Group means (normalized by subtracting the average responses of the no-delay Control Group) for ratings of perceived auditory feedback delay by the subject groups who experienced a delay throughout the Delay Exposure task (habituation groups, left panel), and the subject groups who experienced no delay during the Delay Exposure task (no-habituation groups right panel). Ratings at time points 1 through 6 were completed during the Delay Exposure task (each rating following a 5-minute block of speaking) whereas the rating at time point 7 was completed immediately following the Auditory-Motor Adaptation task. Shaded areas show +/− one standard error of the mean.
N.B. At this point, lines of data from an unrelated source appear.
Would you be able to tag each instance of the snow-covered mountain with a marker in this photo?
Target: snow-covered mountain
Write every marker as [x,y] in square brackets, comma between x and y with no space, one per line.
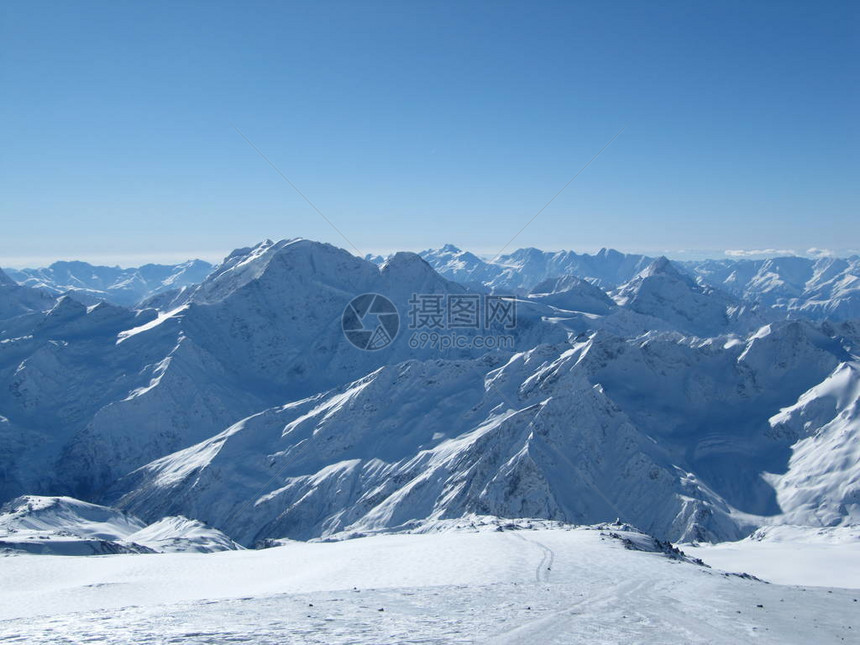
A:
[67,526]
[806,287]
[814,288]
[576,433]
[674,405]
[522,270]
[16,300]
[90,283]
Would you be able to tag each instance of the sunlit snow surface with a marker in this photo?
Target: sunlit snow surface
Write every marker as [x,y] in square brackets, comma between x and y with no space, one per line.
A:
[545,585]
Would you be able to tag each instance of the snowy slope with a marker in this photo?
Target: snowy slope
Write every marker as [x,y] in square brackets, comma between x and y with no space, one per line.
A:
[533,436]
[822,484]
[67,526]
[814,288]
[16,300]
[662,291]
[573,294]
[476,584]
[522,270]
[113,284]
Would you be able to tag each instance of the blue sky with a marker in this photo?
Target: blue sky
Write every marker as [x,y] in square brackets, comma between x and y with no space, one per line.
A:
[410,125]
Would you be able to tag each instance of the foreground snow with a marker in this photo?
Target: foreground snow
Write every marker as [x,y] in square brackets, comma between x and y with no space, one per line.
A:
[792,555]
[548,584]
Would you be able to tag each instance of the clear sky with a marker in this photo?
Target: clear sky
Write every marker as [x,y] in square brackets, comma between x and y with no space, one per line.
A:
[413,124]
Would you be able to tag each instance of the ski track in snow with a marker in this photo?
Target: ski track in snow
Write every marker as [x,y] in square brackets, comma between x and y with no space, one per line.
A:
[432,588]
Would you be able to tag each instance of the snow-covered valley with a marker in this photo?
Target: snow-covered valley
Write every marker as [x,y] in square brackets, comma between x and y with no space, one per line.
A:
[239,470]
[486,581]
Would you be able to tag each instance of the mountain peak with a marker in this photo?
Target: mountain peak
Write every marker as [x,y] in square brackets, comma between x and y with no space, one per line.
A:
[5,280]
[660,266]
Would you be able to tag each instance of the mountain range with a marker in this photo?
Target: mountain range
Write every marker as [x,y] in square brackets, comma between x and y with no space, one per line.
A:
[696,401]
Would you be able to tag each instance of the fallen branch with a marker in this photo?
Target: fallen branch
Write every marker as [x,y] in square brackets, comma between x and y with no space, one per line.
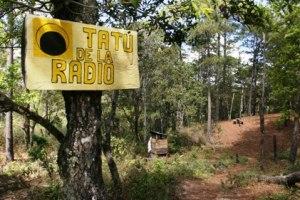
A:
[289,180]
[6,104]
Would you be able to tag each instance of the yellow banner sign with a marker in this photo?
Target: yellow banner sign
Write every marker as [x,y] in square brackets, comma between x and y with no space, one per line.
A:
[64,55]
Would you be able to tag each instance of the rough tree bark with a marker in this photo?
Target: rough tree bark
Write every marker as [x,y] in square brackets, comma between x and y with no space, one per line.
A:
[26,129]
[296,137]
[231,106]
[108,151]
[208,112]
[79,156]
[262,113]
[252,90]
[241,103]
[8,130]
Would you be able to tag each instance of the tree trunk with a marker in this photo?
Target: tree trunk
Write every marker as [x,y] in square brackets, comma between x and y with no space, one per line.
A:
[217,114]
[252,91]
[8,130]
[108,151]
[231,106]
[296,136]
[262,115]
[26,129]
[208,113]
[79,156]
[241,104]
[9,141]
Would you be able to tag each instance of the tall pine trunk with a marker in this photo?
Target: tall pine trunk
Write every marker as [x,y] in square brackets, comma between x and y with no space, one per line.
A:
[79,155]
[231,106]
[8,130]
[107,151]
[262,113]
[209,122]
[296,136]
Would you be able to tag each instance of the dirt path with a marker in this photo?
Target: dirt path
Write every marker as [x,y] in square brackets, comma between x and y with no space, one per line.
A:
[243,140]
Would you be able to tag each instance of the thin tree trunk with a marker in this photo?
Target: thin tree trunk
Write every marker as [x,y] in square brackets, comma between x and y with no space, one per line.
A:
[262,115]
[26,129]
[145,110]
[8,130]
[296,136]
[231,106]
[241,104]
[252,92]
[79,155]
[9,141]
[108,151]
[217,114]
[208,113]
On the other hand, the subject groups that experienced no delay during the Delay Exposure task (the two no-habituation groups) showed little change in their ratings across the initial six speaking blocks and then an increase in their judgment of the delay for the adaptation task (which was the first time these groups were exposed to a delay). Thus, the latter subjects completed the adaptation task in a non-habituated state. Their perceived delay at the seventh rating point was statistically significantly longer than that at both the first rating [t(21) = −3.496, p = .009] and the sixth rating [t(21) = −4.791, p < .001]. Moreover, these no-habituation subjects’ perceived delay at the seventh rating point (addressing their perception during the adaptation task) was not statistically significantly different from that of the habituation subjects at the very first rating point (when initially exposed to the delay) [t(42) = 1.227, p = .453].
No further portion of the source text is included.